New Jersey has joined a growing number of states to pass “ban the box” legislation. Effective March 15, 2015, New Jersey employers with 15 or more employees may not conduct background checks prior to completing the initial interview with a prospective job candidate. Note that while employers with fewer than 15 employees are not covered under the Act, they still may be subject to other regulations affecting background checks, such as the Fair Credit Reporting Act.
In addition to prohibiting employers from inquiring about the criminal record of the applicant (whether indirectly through the application or verbally during the first interview), the employer may not:
•Advertise a position in a manner implying that past convictions would affect the organization’s hiring decision;
•Disqualify a candidate from further consideration due to criminal records that did not result in a conviction; or
•Use convictions or imprisonments for disorderly conduct older than five years, or convictions or imprisonments for most crimes older than ten years as criteria in a hiring decision.
Should an interviewee disclose any information about their criminal background, the employer may only inquire about matters which the applicant has previously disclosed.

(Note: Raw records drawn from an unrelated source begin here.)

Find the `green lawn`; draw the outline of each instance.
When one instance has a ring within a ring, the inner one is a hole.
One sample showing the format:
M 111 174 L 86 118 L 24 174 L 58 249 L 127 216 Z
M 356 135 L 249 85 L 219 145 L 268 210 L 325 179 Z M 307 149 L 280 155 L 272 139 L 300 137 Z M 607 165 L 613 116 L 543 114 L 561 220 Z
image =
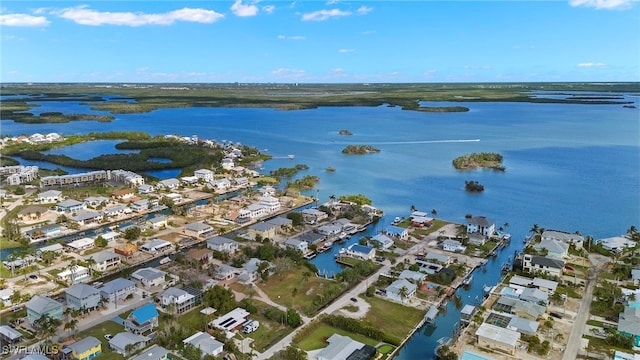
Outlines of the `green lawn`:
M 367 298 L 371 309 L 367 312 L 365 320 L 374 327 L 383 329 L 390 337 L 398 340 L 404 339 L 411 330 L 422 320 L 424 310 L 389 302 L 381 298 Z
M 440 228 L 442 228 L 443 226 L 449 224 L 449 222 L 447 221 L 442 221 L 442 220 L 438 220 L 438 219 L 433 219 L 433 224 L 431 224 L 431 226 L 429 226 L 426 229 L 415 229 L 413 231 L 410 231 L 410 233 L 412 235 L 421 235 L 421 236 L 426 236 L 429 235 L 433 232 L 436 232 L 438 230 L 440 230 Z
M 119 332 L 123 332 L 124 327 L 120 324 L 116 324 L 111 320 L 107 320 L 101 324 L 98 324 L 88 330 L 79 332 L 76 336 L 77 340 L 80 340 L 87 336 L 93 336 L 102 342 L 102 354 L 98 357 L 100 360 L 120 360 L 124 359 L 120 354 L 117 354 L 109 349 L 109 341 L 104 338 L 106 334 L 115 335 Z
M 363 344 L 371 345 L 374 347 L 379 343 L 378 340 L 370 339 L 364 335 L 338 329 L 331 325 L 320 324 L 309 335 L 307 335 L 304 339 L 302 339 L 300 343 L 298 343 L 298 346 L 300 347 L 300 349 L 305 351 L 322 349 L 327 346 L 327 343 L 324 342 L 324 339 L 329 338 L 333 334 L 345 335 L 352 338 L 353 340 L 356 340 Z

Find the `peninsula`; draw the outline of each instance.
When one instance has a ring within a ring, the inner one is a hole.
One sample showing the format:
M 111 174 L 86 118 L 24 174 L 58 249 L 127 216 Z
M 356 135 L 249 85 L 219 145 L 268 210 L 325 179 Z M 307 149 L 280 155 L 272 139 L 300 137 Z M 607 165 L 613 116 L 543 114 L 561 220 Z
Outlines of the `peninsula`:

Employers who disregard this law will be fined $1,000 for the first offense, $5,000 for the second violation and $10,000 for each subsequent offense.
The Act does not prohibit employers from inquiring about criminal history after the initial interview, though employers are still required to obtain authorization from the applicant or employee prior to conducting the background check pursuant to the FCRA. Additionally, while the Act does not prevent employers from declining to hire a candidate based on a criminal record, employers should be cautious of possible discrimination claims stemming from these decisions. There are some limited exceptions to the Act for independent contractors, any positions for which a criminal background check is legally required, or in circumstances where employment would be legally prohibited for certain convictions.